The Guardian newspaper describes some of the other new forms of protest:
Protesters have also staged 10-minute readings in landmark squares, such as Place St Michel in Paris but also in city centres such as Strasbourg’s Grand Place. Warned by SMS, students and professors gather at a precise time and location. All they need to do is bring a book and, at a signal, start reading aloud for 10 minutes. Suddenly, the place fills with words drowned in very loud humming. The effect is arresting, almost surreal. Ten minutes later, everybody falls silent and leaves.
A marathon reading of a classic of French literature, La Princesse de Cle`ves, a 17th-century novel which has become a symbol of resistance against [French Prime Minister] Nicolas Sarkozy’s crassness after he complained about having to read it for an exam that he failed, took place in Place du Panthéon in Paris.
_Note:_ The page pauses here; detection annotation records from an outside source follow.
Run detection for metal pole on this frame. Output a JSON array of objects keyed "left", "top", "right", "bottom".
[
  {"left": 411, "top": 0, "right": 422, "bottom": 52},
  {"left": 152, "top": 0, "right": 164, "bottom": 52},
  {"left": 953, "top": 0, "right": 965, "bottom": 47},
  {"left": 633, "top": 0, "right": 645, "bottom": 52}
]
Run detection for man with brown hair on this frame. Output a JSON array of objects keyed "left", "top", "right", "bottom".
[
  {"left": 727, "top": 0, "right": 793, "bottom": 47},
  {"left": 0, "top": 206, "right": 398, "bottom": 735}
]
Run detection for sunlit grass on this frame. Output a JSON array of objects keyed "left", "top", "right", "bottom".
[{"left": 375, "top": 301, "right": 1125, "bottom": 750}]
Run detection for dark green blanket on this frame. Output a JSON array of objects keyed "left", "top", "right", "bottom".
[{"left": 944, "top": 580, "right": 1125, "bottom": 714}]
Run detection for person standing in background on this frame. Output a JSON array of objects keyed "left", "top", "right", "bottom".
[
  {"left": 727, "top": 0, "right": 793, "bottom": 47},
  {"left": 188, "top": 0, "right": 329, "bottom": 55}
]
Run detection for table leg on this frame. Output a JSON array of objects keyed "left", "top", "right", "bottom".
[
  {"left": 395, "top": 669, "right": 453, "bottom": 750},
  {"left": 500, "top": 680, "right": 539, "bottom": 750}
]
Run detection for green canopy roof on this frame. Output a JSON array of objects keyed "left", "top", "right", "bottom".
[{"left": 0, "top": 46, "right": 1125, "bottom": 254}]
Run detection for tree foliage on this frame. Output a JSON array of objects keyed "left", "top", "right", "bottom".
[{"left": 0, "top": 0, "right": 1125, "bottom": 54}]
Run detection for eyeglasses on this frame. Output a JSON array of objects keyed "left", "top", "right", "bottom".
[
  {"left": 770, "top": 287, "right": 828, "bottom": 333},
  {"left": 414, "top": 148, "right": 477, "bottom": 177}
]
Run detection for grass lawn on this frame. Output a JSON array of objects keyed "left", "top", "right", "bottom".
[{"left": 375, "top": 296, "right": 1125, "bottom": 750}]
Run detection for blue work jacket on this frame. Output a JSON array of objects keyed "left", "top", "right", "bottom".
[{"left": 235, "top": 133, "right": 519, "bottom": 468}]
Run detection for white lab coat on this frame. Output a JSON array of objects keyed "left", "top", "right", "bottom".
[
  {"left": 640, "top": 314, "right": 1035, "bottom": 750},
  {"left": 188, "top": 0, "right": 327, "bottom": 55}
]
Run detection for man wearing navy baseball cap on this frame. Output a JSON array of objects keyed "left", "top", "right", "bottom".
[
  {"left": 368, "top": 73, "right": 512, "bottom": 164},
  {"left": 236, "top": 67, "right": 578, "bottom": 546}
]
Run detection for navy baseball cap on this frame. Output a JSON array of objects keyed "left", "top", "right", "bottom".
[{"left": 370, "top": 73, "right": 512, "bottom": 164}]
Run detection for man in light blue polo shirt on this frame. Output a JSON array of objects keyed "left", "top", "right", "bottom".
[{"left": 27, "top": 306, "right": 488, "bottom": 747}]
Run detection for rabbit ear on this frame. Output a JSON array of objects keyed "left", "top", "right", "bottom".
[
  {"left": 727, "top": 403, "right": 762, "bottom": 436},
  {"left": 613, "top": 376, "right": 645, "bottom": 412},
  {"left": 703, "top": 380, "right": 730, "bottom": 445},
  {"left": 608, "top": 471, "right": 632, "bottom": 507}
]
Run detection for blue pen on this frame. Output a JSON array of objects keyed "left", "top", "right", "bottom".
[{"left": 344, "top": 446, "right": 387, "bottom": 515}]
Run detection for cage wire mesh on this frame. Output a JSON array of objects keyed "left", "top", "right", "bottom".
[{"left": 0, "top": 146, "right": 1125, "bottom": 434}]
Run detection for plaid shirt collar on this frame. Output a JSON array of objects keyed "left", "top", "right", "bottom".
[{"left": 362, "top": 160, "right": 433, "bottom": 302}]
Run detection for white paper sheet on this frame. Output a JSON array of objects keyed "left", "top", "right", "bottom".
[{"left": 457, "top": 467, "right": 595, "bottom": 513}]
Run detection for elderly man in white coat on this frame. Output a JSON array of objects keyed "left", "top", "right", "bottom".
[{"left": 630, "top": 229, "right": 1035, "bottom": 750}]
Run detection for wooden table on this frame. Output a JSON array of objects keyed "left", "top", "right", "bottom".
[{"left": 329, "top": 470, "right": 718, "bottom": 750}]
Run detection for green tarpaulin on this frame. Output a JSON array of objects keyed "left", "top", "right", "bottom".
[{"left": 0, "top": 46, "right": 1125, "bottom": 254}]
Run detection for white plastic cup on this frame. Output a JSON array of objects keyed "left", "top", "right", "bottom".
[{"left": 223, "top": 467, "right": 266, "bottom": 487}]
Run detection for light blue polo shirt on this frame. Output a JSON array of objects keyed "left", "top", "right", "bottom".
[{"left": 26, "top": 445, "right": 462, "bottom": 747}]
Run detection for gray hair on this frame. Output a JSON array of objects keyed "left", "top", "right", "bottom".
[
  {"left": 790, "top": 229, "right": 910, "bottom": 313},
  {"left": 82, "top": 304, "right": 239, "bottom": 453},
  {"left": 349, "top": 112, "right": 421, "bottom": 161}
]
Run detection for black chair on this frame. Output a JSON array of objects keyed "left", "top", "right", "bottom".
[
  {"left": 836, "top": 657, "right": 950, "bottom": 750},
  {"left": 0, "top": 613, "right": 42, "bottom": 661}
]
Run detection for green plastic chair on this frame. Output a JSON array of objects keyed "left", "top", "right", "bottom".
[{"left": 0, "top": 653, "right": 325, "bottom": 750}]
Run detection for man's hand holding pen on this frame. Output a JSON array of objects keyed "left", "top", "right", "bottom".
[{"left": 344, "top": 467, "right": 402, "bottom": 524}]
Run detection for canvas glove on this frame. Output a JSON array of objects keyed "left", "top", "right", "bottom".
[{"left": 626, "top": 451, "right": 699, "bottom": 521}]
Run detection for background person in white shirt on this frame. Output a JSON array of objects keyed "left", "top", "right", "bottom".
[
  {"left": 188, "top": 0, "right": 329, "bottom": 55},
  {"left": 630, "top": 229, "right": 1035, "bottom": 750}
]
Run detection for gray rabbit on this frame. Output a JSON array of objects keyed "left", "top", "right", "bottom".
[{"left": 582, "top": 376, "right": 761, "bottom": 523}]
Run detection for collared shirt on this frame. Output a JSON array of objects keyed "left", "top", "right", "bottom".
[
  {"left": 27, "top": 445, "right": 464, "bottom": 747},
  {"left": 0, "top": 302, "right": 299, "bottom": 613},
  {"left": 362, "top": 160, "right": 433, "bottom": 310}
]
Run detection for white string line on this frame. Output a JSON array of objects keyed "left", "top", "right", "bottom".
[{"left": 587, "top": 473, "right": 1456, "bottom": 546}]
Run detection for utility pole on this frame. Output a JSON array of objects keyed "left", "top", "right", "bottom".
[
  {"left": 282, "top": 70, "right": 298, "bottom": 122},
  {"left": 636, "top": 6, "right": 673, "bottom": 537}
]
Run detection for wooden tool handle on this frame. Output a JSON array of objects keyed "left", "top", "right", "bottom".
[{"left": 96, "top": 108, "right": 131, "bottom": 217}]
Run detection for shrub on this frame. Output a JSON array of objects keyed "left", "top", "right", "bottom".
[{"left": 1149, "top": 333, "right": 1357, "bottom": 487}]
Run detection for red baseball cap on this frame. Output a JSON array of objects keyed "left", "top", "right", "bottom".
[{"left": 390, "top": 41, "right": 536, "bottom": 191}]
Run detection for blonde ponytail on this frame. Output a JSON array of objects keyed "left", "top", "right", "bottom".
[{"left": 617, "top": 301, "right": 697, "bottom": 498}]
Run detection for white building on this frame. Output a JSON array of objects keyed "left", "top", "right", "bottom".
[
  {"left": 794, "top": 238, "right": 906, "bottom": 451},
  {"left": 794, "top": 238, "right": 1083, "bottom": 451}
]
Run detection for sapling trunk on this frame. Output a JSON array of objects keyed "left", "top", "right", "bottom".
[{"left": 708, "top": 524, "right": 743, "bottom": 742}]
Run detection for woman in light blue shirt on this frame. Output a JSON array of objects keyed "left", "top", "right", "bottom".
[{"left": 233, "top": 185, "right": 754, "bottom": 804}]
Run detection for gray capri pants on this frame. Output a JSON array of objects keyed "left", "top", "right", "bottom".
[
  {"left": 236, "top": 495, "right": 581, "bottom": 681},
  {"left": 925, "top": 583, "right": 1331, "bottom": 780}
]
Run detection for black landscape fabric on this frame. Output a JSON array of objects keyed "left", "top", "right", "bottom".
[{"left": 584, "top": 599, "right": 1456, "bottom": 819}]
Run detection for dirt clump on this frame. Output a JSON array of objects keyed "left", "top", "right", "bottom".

The list of pioneering protests is long: lectures by university professors have been given in public places such as L’Arc de Triomphe, in trams and in the metro. There have been public trials of government members and auctions of philosophical concepts. The web has played a key role in allowing associations of students to exchange ideas and information and attract the public.
In a way, these protests build on the event-based non-political interventions of groups such as New York’s Improv Everywhere, adding a political dimension to them.
What’s particularly enjoyable is how the protests reflect the nature of the issue, university education. I like the idea of public lectures in streetcars and subways. I wonder if some of these events might not be interesting things to try or adapt even when there is not a reason to protest, just to publicly celebrate the idea of learning and reading.
Photo from Université de Paris 8 en greve
2 comments
The Université de Québec à  Montréal (UQAM) just came out of a many-week teacher’s strike. During that time I stumbled upon a lecture going on in a public square, on the topic of Public Space, no less!
I posted a couple pictures of it here:
https://spacing.ca/montreal/2009/04/04/photos-du-jour-place-au-debat/
Students were also cooking up an outdoor meal, and, although the majority of those present seemed to be students from a particular philosophy class, there were a couple randoms off the street who stuck around and spoke, there were a few randoms off the street, like me, as well as students from other disciplines. Which meant that a marketing student got to question the highminded philosophical ideals of public space that were being expounded…
I agree with you – more of this!!
French protests are clever in another way. They usually last one day- a dramatic day, fully covered by press and TV, but everyone gets back to normal life the next day. The public may be annoyed by, for example, a metro strike but , since it’s only one day, no one stays grumpy for long. The point is made. This way they can have many protests in a year, but the public and government can’t reasonably complain about them. Tourists often over-react because they assume the strike/protest will go on forever ( like our garbage strike).